Virginia Gov.-elect Ralph Northam greets supporters at an election night rally November 7, 2017 in Fairfax, Virginia. Northam defeated Republican candidate Ed Gillespie. (Photo by Win McNamee/Getty Images via JTA)

The tweet from Trump came a day Democrats managed to sweep several state and local contests across the country, in what many saw as a rebuke of the unpopular president’s policies and brash governing style.

However, analysts and Trump himself have pointed out that some candidates, particularly Virginia gubernatorial also-ran Ed Gillespie, shunned the president, and the poll results seemed to indicate that Republican candidates would do better if they stick with him, despite misgivings.

Charting the course forward after Tuesday’s drubbing was on the minds of Republican leaders in speeches around the US Wednesday, with former White House Press Secretary Sean Spicer and Republican National Committee Chairwoman Ronna Romney McDaniel calling on Republicans to come together, while former White House strategist Steve Bannon maintained an aggressive tone toward any in the GOP who would stand in the president’s way.

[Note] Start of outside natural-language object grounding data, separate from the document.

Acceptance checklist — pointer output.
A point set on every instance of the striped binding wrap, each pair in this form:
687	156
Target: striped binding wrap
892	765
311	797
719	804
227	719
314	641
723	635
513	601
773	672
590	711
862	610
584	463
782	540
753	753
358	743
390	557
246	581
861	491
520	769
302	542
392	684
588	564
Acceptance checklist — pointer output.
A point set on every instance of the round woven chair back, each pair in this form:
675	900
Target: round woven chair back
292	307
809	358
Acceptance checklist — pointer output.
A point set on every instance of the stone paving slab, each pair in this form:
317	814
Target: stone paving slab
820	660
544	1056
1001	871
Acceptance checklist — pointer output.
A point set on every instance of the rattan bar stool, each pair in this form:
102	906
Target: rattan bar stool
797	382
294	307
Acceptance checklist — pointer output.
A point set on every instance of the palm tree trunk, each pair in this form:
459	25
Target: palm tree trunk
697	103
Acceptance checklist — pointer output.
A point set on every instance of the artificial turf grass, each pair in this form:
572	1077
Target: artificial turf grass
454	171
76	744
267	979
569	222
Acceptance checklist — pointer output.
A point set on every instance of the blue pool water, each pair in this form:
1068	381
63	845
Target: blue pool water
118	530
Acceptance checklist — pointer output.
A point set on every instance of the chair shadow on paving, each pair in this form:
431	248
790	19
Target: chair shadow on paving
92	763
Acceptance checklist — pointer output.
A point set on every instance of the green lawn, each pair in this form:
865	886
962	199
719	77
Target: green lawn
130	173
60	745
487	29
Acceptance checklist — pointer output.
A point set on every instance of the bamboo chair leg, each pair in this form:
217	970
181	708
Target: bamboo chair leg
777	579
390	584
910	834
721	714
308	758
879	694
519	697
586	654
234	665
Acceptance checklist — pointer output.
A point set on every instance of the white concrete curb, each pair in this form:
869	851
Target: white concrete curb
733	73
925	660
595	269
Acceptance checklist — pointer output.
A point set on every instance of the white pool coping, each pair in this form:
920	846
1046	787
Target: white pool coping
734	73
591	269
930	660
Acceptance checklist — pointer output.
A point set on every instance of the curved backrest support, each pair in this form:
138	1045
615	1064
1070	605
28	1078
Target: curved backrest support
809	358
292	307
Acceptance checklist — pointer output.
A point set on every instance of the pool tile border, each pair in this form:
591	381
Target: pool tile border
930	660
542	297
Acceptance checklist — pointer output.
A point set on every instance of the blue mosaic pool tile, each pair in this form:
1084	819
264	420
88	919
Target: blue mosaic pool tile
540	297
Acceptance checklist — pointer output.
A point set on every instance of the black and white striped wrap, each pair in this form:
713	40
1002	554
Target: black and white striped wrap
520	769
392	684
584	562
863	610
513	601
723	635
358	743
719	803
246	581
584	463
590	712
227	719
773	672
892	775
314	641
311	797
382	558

Their remarks in Iowa and Michigan underscored the tension bubbling over in Washington.

“Let me tell you, there is a stark difference between the worst Republican and the best Democrat,” Spicer said during the Republican Party of Iowa’s annual Reagan Dinner in Des Moines.

Spicer lamented Republicans in Virginia who decided not to vote Tuesday for GOP gubernatorial candidate Ed Gillespie because he didn’t pass their “litmus tests.”

Bannon, meanwhile, took aim at veteran Republican lawmakers and entrenched party insiders, whom he has pledged to root out of the Senate next year. He grouped Gillespie — a lobbyist, former RNC chairman and adviser to former President George W. Bush — with the GOP forces of old.

Steve Bannon, the former chief strategist to President Donald Trump, speaks at the Macomb County Republican Party dinner in Warren, Mich., Wednesday, Nov. 8, 2017. (AP/Paul Sancya)

Trump needs more outsiders at his side, Bannon said.

“He’s had some victories. He’s had some defeats,” Bannon said of Trump. “Most of the defeats are because the Republican establishment cannot execute on the plan.”

Bannon spoke at a Republican dinner in Macomb County, Michigan, a working-class Detroit suburb which former President Barack Obama carried twice but where Trump handily beat Clinton last year.

Despite Trump’s low approval ratings, McDaniel, who also spoke at the Iowa banquet, painted an optimistic picture of the economy, touted record party fundraising and said, “I feel very confident in the candidates I see running across the country.”